20 Kasım 2021 Cumartesi

Duraksamalar


Yüzün gök kucağı, yıldız serpiştir aralarına 
Göçmen kuşlar kışlasında göç vakti hüzün gitmek vakitlerinde 
 Ellerin olsun, ellerin ellerim, 
 Avuçlarımda ekmek kokulu buğday kırıntıları 
 Sessiz söylenişlerin içten içe susuşu 
 Sen anla! 
 Artık öfke yok içimde 
 Uzun zamanlar öncesinden bu vakte değin 
 Sildim kendimi tarihin kızgınlık nöbetinden. 

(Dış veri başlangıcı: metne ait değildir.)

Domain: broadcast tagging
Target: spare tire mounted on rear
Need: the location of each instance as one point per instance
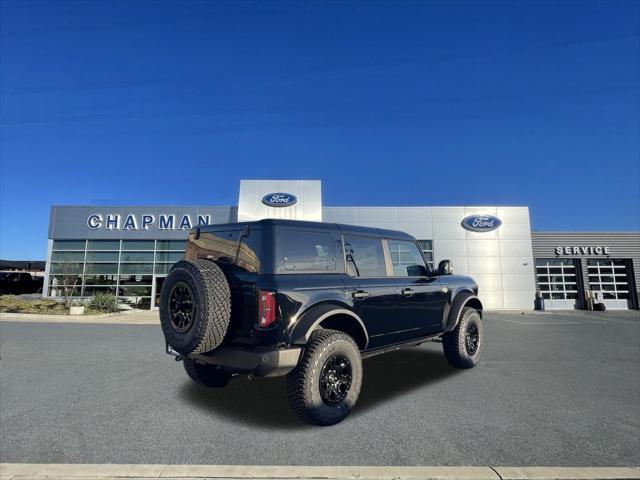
(195, 306)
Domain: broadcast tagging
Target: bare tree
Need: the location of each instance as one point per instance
(68, 273)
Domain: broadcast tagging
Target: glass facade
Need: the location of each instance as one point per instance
(125, 268)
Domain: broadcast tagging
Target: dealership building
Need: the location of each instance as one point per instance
(128, 251)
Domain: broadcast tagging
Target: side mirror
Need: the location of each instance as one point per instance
(416, 271)
(445, 267)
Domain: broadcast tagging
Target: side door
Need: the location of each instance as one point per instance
(423, 297)
(372, 288)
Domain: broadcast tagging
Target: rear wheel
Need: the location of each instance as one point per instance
(195, 306)
(207, 375)
(324, 387)
(463, 345)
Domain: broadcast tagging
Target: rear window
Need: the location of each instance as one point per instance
(229, 246)
(305, 250)
(365, 257)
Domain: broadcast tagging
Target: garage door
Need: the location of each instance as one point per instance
(610, 280)
(557, 283)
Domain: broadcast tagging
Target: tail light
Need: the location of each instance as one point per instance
(266, 308)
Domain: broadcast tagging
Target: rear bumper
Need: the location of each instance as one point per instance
(258, 361)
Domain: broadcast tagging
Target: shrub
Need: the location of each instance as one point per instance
(104, 302)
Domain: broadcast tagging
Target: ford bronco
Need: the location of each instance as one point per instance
(310, 301)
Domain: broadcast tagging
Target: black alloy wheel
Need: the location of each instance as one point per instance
(335, 379)
(472, 338)
(182, 308)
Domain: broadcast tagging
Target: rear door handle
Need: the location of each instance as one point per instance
(360, 294)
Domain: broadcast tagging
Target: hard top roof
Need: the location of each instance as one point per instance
(346, 229)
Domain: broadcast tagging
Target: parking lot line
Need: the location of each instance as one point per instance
(24, 471)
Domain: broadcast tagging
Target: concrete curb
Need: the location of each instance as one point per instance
(127, 317)
(23, 471)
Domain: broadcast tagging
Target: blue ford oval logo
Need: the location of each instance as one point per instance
(481, 223)
(279, 199)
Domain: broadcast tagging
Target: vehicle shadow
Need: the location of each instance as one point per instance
(263, 401)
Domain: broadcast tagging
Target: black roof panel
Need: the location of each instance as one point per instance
(346, 229)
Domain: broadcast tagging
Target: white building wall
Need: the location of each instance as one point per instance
(501, 261)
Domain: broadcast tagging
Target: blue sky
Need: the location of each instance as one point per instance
(388, 103)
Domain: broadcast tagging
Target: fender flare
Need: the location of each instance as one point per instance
(311, 319)
(459, 302)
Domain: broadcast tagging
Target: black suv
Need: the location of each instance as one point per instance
(310, 301)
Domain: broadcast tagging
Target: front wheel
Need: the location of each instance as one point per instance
(463, 345)
(324, 387)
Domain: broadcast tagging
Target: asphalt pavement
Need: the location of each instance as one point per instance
(551, 389)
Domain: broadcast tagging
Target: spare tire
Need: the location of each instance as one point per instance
(195, 306)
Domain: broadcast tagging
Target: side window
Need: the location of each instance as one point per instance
(309, 250)
(365, 257)
(406, 259)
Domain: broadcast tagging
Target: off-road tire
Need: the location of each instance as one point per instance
(212, 300)
(303, 383)
(207, 375)
(454, 342)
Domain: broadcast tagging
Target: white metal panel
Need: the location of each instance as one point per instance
(520, 265)
(518, 300)
(449, 248)
(516, 248)
(514, 231)
(446, 231)
(378, 214)
(421, 231)
(483, 248)
(348, 215)
(491, 300)
(414, 214)
(488, 281)
(480, 211)
(308, 206)
(513, 214)
(492, 235)
(484, 264)
(513, 282)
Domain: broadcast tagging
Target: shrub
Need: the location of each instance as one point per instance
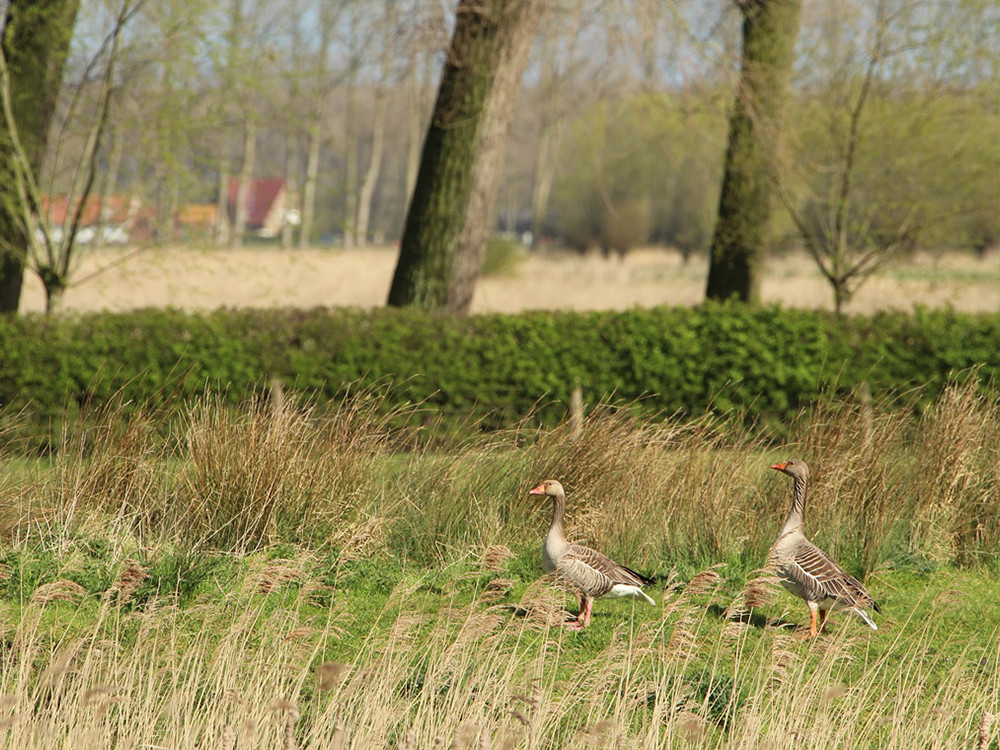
(764, 363)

 Biliyor musun deniz buralarda başka bir mavi rengi piç 
 Sardalya'ların gözlerinde korkunun resmi 
 Sessiz küfürlerinde tutuklanma endişesi 
 Başka bir ölümden doğmak ekmek kavgasının beti benzi 
 Avurtlarımda sarılık nöbetleri 
 Yüzün beyaz, yüzüm beyaz ay’ın rengi 
 Bulutların üzerinden gökyüzü yakın 
 Tutabileceğim kadar yakın yıldızlar ama karanlık aldatmacasındalar 
 Aydınlık şafak sofralarında bil cümlesi 
 Ölmek vakitlerinde; uykunun en mahmur koynunda uzanmaktalar. 
 
 Çırılçıplak kalmalı oysa beynimiz bedenimiz 
 Sömürü cennetlerinde hürriyetimiz 
 Bir atımlık mermilerin kıvılcımın da sonsuz ölümsüzlük 
 Duaları kabil değil habil’ den kalan ilk cinayetin 
 Suyun aylasında sereserpe cesetlerin üzerinden geçip gidenlerin 
 Tarih sayfalarında kırmızı çizgiden ibaret olmalı yeri 
 Kırılma noktaları ömrümüzün 
 
 Senin konuştuğun saatlerde durdu bu aralar 
 Hep sonbahar ortalarına denk getirip 
 Uzun notlara eklenen aidiyetlerde
 Birer birer gidiyorlar

Son hüzün tasması değil yüreğimizi bağlayan.